Susanna flushed, looked down at her hands. “I can’t believe you remember me.”

“You know better than that.” He reached across the table, took her hand, squeezed it. He was more handsome to Susanna than he’d been in high school, when she’d so clumsily drawn him—his gangly limbs now even and strong, his hair clipped close to his well-shaped head. He had a goatee—it might have been hiding the slightest plumpness under his chin—and he was wearing an outfit that would have made Susanna smile if she’d been here under lighter pretense: a collared white shirt and blue tie, an argyle sweater-vest, pleated corduroy trousers. He looked like a college professor.

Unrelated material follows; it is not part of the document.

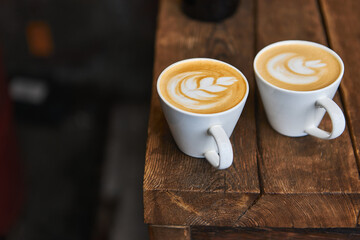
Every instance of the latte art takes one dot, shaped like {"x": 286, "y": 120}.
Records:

“You look great,” she said before she could stop herself.

He shrugged, embarrassed, and released her hand. “Trying to stay respectable. Now, look at you. All grown-up.”

“And feeling every bit of it,” she said.

“Kids?”

“One. You?”

He shook his head, and Susanna was ashamed and amused at her relief.

“Haven’t had time to settle down,” he said, taking his seat again. Susanna followed his lead, perching nervously on an old wooden swivel chair that wanted to recline too far. It creaked beneath her weight.

“So tell me about Ronnie,” Tony said. “You say she’s been missing a little over a week?”

“It looks that way,” Susanna said. She was reassured by his seriousness and professionalism, especially after her conversation with Sergeant What’s-His-Name. “I haven’t heard from her in two
weeks—well, almost three now—and they told me at the sewing factory that she hasn’t clocked in since Friday the twenty-first. I—”

“So she did report to work on the twenty-first?”

Susanna nodded.

He jotted down some notes. “OK, go ahead.”

“I went to her house on—” She had to think. “Saturday. Just this past Saturday, to check on her. I let myself in with her spare key. It smelled so bad that I thought at first—” She stopped herself again. “Well, I don’t want to tell you what I thought. But it was food, a bunch of food that had obviously been sitting out for a while. Gas station food: livers, fried potatoes, stuff like that. And a lot of empty beers. Oh!” She grabbed her purse and unzipped it, fumbling around inside for the Fill-Up receipt, then smoothed it on the desk in front of him. “I found this.”